A risk-off vibe has been overhanging the market, with commodity currencies underperforming over the past 24 hours, albeit with no fresh damage done to the NZD and AUD overnight. US Treasury yields are lower, with the market supported by a series of weaker US economic indicators.
On the calendar overnight were a series of second-tier US economic indicators but they have proven to be market moving, as they all conveyed the same message of a weaker US economy. Initial jobless claims jumped 13k to a higher-than-expected 231k last week, a 12-week high, while continuing claims jumped 32k to 1.865m, their highest level in almost two years. The data are consistent with some clear softening in labour market conditions, with rising job layoffs and a more difficult environment to get re-employed.
Industrial production fell by a larger than expected 0.6% m/m in October, with the UAW strike driving a 10% plunge in motor vehicle production. The NAHB homebuilder sentiment index also undershot expectations, falling 6pts to 34, its lowest level this year, suggesting a lack of confidence in the building market against a backdrop of poor affordability. The Philly Fed business outlook index was the only indicator to positively surprise, although it remained in negative territory at -5.9 and had a weaker underbelly, with new orders, shipments and employment all weaker.
The weaker data flow supported the Treasuries market as did weaker risk sentiment during Asian trading hours, sending the US 10-year rate down to as low as 4.43%, close to the recent low. As we go to print, the yield is 4.44%, down 9bps for the day and 6bps lower from the NZ close.
The softer data gave an excuse for equity investors to pull their horns in, with the S&P500 down slightly in early afternoon trading after its recent strong rebound.
Oil prices are down close to 5%, with Brent crude down to a USD77 handle, with the recent break of technical levels, signs of higher US crude inventories, the weaker economic data flow and trading desks reporting bearish option plays all being contributing factors.
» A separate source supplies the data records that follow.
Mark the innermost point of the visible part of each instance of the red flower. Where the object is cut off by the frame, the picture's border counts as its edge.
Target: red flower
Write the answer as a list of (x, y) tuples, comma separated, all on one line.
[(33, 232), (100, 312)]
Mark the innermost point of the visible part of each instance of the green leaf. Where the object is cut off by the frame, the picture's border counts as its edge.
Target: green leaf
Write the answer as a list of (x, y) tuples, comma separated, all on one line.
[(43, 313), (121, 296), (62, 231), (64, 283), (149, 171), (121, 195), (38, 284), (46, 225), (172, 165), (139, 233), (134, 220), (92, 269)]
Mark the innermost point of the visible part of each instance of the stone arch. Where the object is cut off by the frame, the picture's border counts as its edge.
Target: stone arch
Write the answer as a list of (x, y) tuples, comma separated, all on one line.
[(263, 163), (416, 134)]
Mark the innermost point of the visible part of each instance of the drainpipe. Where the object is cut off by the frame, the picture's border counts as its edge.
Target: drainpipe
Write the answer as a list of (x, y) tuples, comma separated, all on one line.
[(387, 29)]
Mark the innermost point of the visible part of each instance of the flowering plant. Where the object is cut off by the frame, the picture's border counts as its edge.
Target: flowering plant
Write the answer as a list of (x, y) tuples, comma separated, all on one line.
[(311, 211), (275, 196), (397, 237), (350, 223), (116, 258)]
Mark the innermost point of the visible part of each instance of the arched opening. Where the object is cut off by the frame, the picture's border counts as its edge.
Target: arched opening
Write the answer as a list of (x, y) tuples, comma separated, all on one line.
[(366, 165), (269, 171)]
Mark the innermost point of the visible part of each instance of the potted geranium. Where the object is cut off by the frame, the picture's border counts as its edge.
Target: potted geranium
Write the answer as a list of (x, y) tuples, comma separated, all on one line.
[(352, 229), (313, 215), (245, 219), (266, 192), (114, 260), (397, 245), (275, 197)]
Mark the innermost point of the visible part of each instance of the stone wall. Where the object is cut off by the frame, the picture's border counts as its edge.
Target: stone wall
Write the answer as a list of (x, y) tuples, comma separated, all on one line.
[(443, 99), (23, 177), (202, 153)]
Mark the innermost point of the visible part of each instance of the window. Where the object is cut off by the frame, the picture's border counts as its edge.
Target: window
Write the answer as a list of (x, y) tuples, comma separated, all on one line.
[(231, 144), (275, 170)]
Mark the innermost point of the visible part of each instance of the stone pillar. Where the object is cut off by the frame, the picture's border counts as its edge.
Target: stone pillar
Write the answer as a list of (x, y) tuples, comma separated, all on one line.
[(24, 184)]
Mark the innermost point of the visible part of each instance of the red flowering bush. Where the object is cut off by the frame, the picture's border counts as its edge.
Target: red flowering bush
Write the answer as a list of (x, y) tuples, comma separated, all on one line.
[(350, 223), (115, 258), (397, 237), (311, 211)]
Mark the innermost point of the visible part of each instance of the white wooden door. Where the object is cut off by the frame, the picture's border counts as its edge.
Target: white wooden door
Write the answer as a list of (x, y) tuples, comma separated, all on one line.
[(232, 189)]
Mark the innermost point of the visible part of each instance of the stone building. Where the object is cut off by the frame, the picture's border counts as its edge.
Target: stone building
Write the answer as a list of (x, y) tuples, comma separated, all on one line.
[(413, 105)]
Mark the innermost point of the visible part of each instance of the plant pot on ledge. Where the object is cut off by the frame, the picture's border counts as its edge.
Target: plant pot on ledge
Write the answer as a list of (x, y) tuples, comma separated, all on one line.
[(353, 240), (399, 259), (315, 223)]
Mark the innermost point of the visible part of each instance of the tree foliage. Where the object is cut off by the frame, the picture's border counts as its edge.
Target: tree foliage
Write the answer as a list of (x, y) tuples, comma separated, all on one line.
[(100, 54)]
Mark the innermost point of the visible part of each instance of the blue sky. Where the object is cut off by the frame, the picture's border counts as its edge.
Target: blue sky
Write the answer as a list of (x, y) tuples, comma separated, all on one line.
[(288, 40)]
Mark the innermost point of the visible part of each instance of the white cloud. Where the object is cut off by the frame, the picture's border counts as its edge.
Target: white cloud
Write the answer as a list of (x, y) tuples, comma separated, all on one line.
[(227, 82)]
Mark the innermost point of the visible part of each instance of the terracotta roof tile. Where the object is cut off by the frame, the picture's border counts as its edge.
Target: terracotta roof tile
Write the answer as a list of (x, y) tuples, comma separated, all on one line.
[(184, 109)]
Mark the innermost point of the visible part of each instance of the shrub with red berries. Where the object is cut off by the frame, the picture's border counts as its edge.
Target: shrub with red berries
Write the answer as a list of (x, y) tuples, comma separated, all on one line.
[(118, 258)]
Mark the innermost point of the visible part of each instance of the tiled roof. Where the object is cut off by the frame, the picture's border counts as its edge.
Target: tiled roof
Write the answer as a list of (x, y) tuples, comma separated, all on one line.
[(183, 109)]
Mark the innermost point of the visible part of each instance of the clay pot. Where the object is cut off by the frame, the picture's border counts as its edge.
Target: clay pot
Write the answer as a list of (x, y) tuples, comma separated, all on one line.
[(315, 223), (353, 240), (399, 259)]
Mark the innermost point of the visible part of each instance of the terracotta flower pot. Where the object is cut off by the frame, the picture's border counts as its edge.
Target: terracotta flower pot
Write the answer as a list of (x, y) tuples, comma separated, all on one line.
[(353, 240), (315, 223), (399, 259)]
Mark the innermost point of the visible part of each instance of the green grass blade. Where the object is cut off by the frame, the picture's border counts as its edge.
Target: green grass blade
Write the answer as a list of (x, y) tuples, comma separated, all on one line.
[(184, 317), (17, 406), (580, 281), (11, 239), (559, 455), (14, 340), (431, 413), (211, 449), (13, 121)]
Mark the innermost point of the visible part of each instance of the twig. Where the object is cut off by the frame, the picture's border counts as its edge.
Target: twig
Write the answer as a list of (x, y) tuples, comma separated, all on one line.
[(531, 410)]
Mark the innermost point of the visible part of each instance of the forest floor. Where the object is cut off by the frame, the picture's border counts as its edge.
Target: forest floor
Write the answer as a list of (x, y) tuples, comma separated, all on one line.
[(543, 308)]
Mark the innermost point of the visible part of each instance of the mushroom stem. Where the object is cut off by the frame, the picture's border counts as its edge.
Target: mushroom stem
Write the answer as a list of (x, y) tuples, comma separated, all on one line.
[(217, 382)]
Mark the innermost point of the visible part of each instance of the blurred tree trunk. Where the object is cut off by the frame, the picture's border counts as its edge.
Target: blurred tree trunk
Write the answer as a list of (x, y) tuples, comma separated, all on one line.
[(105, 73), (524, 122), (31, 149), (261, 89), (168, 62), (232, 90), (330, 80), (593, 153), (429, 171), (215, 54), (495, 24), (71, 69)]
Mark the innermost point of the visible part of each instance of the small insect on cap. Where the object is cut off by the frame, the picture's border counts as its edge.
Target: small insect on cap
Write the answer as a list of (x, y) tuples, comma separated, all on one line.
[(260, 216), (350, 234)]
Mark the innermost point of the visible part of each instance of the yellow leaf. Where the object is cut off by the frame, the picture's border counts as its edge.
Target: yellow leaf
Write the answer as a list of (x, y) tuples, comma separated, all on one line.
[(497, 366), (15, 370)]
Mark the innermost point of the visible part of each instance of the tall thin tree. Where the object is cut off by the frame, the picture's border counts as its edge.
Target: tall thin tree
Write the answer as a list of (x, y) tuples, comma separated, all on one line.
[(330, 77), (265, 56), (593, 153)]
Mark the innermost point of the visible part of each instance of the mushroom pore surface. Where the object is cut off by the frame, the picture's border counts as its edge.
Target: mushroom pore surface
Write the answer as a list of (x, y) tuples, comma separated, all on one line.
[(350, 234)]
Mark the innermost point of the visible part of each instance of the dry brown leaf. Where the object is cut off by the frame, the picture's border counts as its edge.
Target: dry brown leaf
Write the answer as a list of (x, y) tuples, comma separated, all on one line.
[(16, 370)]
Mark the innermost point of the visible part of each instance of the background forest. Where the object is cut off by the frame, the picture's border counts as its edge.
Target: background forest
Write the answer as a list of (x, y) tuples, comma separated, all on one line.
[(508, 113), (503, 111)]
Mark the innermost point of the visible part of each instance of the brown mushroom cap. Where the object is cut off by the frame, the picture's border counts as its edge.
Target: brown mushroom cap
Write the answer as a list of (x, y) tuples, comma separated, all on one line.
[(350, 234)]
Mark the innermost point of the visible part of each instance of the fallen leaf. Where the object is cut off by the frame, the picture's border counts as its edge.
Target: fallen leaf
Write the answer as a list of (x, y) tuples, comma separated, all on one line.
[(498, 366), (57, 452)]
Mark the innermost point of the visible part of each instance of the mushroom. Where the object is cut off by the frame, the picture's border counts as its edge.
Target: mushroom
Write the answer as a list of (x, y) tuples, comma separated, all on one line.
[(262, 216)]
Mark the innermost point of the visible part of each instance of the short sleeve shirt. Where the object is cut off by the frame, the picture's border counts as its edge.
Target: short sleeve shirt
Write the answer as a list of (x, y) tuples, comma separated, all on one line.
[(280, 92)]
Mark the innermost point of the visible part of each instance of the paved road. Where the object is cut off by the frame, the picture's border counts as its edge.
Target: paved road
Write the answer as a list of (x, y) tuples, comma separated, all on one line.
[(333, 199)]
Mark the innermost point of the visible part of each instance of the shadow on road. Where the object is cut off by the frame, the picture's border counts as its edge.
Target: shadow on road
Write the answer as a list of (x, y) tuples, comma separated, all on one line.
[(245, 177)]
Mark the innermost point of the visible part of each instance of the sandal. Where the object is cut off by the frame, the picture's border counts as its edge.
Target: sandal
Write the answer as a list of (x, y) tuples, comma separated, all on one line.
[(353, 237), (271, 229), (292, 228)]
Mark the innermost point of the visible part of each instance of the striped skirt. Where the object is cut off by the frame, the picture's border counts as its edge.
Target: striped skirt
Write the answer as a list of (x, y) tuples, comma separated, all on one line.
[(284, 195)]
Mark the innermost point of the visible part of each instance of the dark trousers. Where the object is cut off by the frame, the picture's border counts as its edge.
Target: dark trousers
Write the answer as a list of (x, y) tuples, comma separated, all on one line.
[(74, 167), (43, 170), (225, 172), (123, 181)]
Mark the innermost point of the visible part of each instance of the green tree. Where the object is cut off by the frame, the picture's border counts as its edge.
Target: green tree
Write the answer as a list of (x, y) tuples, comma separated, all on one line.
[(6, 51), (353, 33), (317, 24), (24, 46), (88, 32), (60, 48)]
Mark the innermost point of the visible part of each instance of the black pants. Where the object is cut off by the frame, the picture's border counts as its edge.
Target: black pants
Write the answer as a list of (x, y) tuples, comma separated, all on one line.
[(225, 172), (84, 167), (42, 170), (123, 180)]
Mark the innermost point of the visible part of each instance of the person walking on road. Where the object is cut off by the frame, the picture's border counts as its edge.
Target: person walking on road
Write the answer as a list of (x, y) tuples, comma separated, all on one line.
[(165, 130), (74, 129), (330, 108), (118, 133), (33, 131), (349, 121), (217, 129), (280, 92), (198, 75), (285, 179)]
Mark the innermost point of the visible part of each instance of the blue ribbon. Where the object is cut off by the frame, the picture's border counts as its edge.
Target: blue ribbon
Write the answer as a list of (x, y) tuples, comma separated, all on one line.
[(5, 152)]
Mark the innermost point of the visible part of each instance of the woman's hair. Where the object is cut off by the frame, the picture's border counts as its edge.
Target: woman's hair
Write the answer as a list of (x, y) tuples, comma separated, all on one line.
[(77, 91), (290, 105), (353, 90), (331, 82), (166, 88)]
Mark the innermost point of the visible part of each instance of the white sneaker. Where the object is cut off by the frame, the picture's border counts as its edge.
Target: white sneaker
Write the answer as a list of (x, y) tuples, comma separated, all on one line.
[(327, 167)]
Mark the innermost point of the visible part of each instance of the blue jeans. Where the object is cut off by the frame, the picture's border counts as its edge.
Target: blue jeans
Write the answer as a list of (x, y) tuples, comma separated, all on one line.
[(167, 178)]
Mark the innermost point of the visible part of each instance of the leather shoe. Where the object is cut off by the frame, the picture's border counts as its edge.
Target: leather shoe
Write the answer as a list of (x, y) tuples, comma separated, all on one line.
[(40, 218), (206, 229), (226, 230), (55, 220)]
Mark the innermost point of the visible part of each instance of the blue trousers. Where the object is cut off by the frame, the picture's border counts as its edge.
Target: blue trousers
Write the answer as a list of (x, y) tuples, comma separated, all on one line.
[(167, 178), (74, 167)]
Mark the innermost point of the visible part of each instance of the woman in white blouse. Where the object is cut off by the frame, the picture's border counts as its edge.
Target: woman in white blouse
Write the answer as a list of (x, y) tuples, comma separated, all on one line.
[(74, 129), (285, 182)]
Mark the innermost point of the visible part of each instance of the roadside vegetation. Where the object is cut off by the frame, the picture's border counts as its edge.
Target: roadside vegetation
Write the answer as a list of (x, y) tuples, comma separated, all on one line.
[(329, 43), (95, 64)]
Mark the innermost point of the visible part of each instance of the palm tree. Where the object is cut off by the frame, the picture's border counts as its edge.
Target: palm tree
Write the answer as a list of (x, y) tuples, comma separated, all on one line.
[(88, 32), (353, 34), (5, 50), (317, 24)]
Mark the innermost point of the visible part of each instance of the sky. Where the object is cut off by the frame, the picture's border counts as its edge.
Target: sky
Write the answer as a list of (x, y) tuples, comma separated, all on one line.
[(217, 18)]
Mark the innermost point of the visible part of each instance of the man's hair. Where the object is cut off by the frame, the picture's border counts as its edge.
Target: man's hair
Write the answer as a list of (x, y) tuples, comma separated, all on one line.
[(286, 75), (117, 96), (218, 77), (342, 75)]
In currency markets, weaker risk sentiment prevailed during Asian trading hours for no obvious reason, although the move seemed to coincide with another weaker reading on Chinese house prices that sent the yuan on a weaker trajectory and, by the NZ close, the NZD was down to 0.5980 and the AUD was down to 0.6470.
The yuan reversed course and the NZD managed to regain the 0.60 level overnight before falling back down and it currently trades at 0.5985. Whether coincidental or not, the stronger yuan has seen sustained following what seems to be improved US-China relations. Presidents Xi and Biden met for hours of talks in San Francisco. After the meetings, President Biden tweeted a series of warm fuzzies including that the meetings “were some of the most constructive and productive discussions we’ve had” and he announced that the two countries are resuming military-to-military communications. At a post meeting speech, President Xi played down prevailing fears around any possible future military action, saying that “China does not seek spheres influence and will not fight a cold war or a hot war with anyone”.
While NZD/AUD has been range-trading and NZD/CAD has recovered overnight, with CAD dragged down by weaker oil prices, the NZD is weaker on the other crosses. The yen has been supported by the lower rates backdrop and NZD/JPY has fallen to 90. NZD/EUR and NZD/GBP are both down about 0.7% from this time yesterday to just over 0.48 and just over 0.55 respectively.
The domestic rates market put in a good performance against the backdrop of higher Treasury yields since the prior NZ close. This saw the NZ-US 10-year bond spread closing down at 48bps. The government bond tender saw strong demand for the 2029s on offer, with the bid-cover ratio close to 6 and a near 4bps premium to prevailing mids, while the longer dated bonds on offer saw much weaker demand. This resulted in some further curve steepening, with 5-10 year rates down 1-2bps against a 2-3bps lift in the ultra-long bonds. In the swaps market, the 2-year rate continued to push lower, down 3bps to 5.16% while the 10-year rate was 2bps higher at 4.87%.
REINZ data showed further positive momentum in the NZ housing market, supported by a surge in net migration. The number of house sales was up 8% y/y in October and the house price index rose for a fifth consecutive month and a cumulative 3.9%, after its 18% peak-to-trough fall, although some positive seasonality has contributed to that recovery.
On the calendar in the day ahead there are only second-tier releases, including NZ PPI, UK retail sales and US building permits and housing starts.